第二章22 除草パーティ
雨が滂沱と流れ落ちる。ずっとずっと降り続けていたように、当たり前のように、永遠のように降り頻る。俺の心中に流れる涙さえも一緒に流し落としてくれたならいいのに。
「雨が止まない……」
「言うとる場合かえ? ケン、このままじゃ鋼竜の退化形態は……」
「分かってます。助けないと、助けないと、助けないと……そうだ、召喚札……はアズさんに返したんだった。くそ、俺じゃどうにも……でも、なんとかしないと」
「諦めんのじゃな」
意外そうな先輩の声。しかしその声音は重たく低いままだった。
「当たり前です。ルビーは俺の――異世界画材店未来堂のアイドルですから」
なにか解決策はあるはずだ。なにか上手くやる方法はあるはずだ。考えろ、考えろ、考えろ、考えろ……! 今の俺にできること!

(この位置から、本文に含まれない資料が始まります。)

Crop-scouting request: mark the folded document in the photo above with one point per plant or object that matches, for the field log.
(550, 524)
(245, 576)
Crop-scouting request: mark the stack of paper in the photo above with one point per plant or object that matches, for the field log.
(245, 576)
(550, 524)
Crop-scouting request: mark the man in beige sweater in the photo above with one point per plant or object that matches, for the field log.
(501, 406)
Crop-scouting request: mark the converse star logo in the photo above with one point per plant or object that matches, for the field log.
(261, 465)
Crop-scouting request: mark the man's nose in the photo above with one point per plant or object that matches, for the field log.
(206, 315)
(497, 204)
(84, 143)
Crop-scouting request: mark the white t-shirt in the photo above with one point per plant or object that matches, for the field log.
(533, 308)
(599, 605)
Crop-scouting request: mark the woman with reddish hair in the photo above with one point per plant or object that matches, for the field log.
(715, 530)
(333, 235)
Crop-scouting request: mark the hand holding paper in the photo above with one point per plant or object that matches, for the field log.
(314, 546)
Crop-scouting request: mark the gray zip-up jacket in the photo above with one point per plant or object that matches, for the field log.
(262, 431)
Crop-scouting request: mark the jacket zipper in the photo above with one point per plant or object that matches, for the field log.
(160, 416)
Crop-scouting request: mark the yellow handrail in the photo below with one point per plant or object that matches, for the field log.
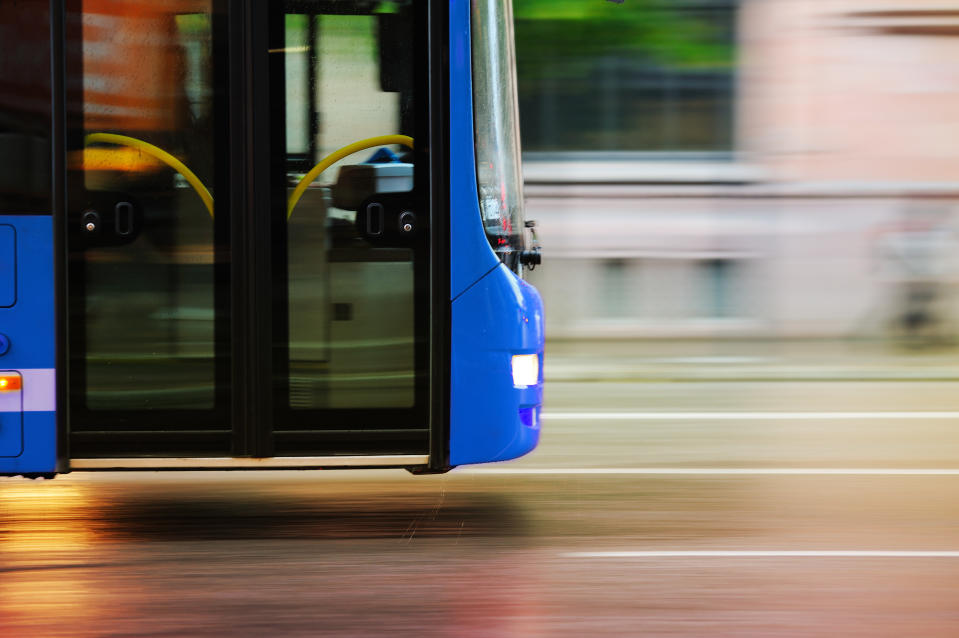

【雨が止めねえなぁ。おい、病気も撒き散らしてねえのにケンシローってば病気かよ】
俺の心情も考えずに能天気なことを言いたいだけ言うナギ。うざい。
「うるせえ、考えさせろ。俺は――」
こんな時くらい静かにしろ――
【賭けに乗らねえかぁ? ケンシロー・ハチオージ。ちょいとした案があるんだ】
「……か、賭け?」
【ああ。オレサマぁ、ここで樹竜のエサになるのは勘弁だ。だからなんとしてでも脱出したい。そこでオレサマの魔法を遣うって寸法だ! ひゃあはは!】
なにが面白いのか、愉快そうにナギは言う。しかし樹だか竜だか分からないやつのエサになって終わりたくないのは同意である。
「その話、詳しく頼む」
【ひゃはは、簡単さ。――樹竜、つまり樹海を病気にしちまえばいい。除草パーティだ】
病気? パーティ?
「即効性のある病気をかけるのか? この樹海全体に? 俺たちまで病気になるんじゃないか? その病気って罹ると変な偏見を受けたりしないか?」
【別に性病撒き散らしたりなんかしねえよ! 植物にしか効かねえ病気さ。お前さんたちは病気の瘴気に触れてもぴんぴんだ。除草だよ除草】
「……本当だろうな?」
【本当さぁ! いつものようにオレサマを信じろ! ひゃはあ!】
俺が胡乱な視線を投げかけていると、憤慨したような声音で不平不満を訴えてくる。いつものようにだと? いつもっていつだよ。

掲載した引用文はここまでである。